🤖 AI Summary
Fake news video detection suffers from scarce and insufficiently diverse training data, as well as spurious pattern biases—rooted in the complex many-to-many mapping between video segments and fabricated events, which existing datasets fail to model realistically. To address this, we propose AgentAug, the first large language model–driven framework for simulating creative misinformation generation processes. AgentAug explicitly models the segment–event many-to-many relationship via a multi-path generative mechanism that emulates four canonical fabrication strategies, and integrates uncertainty-based active learning to enhance both the quality and efficiency of data augmentation. Experiments on two benchmark datasets demonstrate that AgentAug significantly improves the performance of state-of-the-art detection models, effectively mitigating overfitting induced by data scarcity and bias, while substantially boosting model generalization.
📝 Abstract
The emergence of fake news on short video platforms has become a new significant societal concern, necessitating automatic video-news-specific detection. Current detectors primarily rely on pattern-based features to separate fake news videos from real ones. However, limited and less diversified training data lead to biased patterns and hinder their performance. This weakness stems from the complex many-to-many relationships between video material segments and fabricated news events in real-world scenarios: a single video clip can be utilized in multiple ways to create different fake narratives, while a single fabricated event often combines multiple distinct video segments. However, existing datasets do not adequately reflect such relationships due to the difficulty of collecting and annotating large-scale real-world data, resulting in sparse coverage and non-comprehensive learning of the characteristics of potential fake news video creation.
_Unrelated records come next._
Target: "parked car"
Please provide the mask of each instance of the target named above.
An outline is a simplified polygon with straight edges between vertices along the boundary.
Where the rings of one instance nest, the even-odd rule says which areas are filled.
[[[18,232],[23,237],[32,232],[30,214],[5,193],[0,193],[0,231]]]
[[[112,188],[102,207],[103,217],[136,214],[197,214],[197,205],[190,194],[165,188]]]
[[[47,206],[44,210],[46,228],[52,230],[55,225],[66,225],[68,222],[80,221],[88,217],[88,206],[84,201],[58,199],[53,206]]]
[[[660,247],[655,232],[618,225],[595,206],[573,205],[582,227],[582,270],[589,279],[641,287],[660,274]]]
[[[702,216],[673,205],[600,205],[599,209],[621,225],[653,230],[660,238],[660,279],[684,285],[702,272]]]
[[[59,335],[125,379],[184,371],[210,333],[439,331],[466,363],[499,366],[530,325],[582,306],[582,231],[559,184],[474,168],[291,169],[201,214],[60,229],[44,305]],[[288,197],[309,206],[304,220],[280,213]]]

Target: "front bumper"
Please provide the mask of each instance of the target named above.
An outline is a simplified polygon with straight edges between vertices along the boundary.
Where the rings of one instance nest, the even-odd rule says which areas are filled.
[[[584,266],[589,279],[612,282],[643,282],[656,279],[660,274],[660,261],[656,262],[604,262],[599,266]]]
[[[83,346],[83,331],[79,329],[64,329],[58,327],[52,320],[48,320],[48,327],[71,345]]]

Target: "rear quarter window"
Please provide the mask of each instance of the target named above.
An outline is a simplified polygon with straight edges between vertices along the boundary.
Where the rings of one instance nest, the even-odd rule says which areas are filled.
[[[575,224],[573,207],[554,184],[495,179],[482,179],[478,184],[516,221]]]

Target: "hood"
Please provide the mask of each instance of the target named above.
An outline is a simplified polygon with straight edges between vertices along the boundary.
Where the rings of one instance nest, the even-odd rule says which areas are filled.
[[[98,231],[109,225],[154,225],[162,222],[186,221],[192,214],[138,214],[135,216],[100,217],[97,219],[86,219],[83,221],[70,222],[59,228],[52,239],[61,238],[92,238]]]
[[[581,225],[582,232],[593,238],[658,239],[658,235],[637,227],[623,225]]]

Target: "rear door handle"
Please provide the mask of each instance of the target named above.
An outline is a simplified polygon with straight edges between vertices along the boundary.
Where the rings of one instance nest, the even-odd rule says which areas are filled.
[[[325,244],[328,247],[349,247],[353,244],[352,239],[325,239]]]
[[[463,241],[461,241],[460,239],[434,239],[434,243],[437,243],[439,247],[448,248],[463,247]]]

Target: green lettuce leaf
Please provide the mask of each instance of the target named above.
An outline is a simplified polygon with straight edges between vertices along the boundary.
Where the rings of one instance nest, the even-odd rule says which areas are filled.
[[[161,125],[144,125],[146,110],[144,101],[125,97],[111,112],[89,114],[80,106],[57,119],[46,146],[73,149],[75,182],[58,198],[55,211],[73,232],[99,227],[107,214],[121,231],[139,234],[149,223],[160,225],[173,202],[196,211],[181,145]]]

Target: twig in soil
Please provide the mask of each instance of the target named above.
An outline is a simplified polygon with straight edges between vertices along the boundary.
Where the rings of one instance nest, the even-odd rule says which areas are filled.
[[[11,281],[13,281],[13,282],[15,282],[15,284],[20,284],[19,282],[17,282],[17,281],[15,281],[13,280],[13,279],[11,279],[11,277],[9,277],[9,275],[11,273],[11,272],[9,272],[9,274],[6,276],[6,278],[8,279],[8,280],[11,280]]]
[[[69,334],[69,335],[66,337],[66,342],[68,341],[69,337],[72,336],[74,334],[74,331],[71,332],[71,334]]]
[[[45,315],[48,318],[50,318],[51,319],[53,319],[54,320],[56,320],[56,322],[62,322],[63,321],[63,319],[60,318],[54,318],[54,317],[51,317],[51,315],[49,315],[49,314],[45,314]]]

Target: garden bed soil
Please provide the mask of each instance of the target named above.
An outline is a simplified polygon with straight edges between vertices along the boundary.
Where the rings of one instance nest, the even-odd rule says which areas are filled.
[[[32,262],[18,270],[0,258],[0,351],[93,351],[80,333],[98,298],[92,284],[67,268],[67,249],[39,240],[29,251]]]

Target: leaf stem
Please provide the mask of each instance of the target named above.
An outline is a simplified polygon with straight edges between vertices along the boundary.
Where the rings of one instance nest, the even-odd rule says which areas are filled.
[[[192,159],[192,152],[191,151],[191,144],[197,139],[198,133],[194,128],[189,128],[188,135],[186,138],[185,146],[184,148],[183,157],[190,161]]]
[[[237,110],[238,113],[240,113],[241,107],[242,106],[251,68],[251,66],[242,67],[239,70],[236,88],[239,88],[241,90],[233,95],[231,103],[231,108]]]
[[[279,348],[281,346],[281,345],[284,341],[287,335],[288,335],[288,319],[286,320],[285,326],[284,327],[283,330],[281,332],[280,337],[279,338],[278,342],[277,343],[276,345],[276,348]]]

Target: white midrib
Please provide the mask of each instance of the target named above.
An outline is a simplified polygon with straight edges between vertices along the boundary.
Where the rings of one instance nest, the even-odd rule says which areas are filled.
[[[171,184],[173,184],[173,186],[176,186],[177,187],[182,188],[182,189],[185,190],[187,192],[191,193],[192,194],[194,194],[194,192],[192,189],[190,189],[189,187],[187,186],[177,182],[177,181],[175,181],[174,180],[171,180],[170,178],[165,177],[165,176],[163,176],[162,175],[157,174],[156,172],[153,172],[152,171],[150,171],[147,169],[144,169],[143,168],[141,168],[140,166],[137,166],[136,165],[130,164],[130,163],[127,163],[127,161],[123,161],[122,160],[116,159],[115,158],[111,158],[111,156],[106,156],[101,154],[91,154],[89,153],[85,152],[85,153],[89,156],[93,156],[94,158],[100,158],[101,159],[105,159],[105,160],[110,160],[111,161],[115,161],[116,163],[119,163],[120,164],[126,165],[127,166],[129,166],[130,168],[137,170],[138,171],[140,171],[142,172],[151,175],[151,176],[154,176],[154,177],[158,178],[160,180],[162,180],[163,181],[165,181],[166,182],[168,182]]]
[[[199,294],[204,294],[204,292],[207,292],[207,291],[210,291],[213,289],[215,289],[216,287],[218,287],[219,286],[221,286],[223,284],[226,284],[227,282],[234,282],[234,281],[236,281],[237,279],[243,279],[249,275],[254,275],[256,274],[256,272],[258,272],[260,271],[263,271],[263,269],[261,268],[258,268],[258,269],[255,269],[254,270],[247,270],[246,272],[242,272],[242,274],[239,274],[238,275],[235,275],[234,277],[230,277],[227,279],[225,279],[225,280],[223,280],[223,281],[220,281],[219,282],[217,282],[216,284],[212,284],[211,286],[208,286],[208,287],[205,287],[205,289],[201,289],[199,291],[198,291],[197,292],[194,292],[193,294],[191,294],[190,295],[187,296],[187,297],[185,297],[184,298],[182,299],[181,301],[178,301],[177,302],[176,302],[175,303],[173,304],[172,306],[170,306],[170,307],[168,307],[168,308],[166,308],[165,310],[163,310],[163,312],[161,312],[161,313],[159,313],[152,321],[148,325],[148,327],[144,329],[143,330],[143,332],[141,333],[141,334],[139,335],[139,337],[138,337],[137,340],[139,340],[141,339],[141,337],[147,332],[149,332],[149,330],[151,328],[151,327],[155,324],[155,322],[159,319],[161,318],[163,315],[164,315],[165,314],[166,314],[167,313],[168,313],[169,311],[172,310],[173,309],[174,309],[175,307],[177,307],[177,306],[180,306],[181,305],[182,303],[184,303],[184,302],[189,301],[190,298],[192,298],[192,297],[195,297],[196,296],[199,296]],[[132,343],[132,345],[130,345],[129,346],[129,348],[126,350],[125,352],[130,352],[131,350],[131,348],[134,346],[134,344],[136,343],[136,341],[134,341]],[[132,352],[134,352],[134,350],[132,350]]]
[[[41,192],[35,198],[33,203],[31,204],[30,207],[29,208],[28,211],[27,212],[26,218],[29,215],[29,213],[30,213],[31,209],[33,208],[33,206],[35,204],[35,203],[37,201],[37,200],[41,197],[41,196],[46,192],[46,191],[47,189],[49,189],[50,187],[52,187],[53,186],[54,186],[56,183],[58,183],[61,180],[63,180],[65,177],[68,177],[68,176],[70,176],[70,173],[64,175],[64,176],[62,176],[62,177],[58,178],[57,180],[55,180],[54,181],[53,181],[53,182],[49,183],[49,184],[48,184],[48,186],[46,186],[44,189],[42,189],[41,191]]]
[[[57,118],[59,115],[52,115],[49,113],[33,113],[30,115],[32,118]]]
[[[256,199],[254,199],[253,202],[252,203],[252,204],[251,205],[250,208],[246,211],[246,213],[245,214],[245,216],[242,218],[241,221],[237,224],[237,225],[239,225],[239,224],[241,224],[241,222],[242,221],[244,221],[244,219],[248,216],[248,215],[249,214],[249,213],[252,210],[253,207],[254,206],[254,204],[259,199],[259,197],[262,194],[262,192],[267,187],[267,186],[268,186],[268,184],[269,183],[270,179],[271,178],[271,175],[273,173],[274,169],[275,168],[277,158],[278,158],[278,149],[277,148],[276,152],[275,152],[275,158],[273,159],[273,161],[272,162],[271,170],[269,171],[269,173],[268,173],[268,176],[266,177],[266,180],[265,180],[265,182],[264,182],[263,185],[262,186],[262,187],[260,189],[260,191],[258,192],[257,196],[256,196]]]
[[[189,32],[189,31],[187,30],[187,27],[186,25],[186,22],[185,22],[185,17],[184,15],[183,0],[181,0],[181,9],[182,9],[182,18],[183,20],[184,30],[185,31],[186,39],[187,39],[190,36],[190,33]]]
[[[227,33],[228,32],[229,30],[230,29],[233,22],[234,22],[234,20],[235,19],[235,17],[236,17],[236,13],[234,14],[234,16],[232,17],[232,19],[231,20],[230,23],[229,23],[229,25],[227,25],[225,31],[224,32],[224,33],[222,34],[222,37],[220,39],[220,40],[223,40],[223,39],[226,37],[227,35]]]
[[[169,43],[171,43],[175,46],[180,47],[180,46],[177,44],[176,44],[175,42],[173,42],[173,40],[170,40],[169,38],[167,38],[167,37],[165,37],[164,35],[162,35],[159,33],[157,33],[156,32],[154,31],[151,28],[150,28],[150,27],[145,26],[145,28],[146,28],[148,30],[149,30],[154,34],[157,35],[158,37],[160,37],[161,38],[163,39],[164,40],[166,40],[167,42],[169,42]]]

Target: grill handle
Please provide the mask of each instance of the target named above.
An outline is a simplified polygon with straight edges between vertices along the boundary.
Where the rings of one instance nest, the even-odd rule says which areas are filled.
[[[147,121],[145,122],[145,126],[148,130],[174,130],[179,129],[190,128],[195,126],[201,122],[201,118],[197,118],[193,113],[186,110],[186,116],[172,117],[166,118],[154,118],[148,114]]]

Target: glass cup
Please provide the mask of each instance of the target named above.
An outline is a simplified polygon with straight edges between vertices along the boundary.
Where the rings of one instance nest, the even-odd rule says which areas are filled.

To address this issue, we propose a data augmentation framework, AgentAug, that generates diverse fake news videos by simulating typical creative processes. AgentAug implements multiple LLM-driven pipelines of four fabrication categories for news video creation, combined with an active learning strategy based on uncertainty sampling to select the potentially useful augmented samples during training. Experimental results on two benchmark datasets demonstrate that AgentAug consistently improves the performance of short video fake news detectors.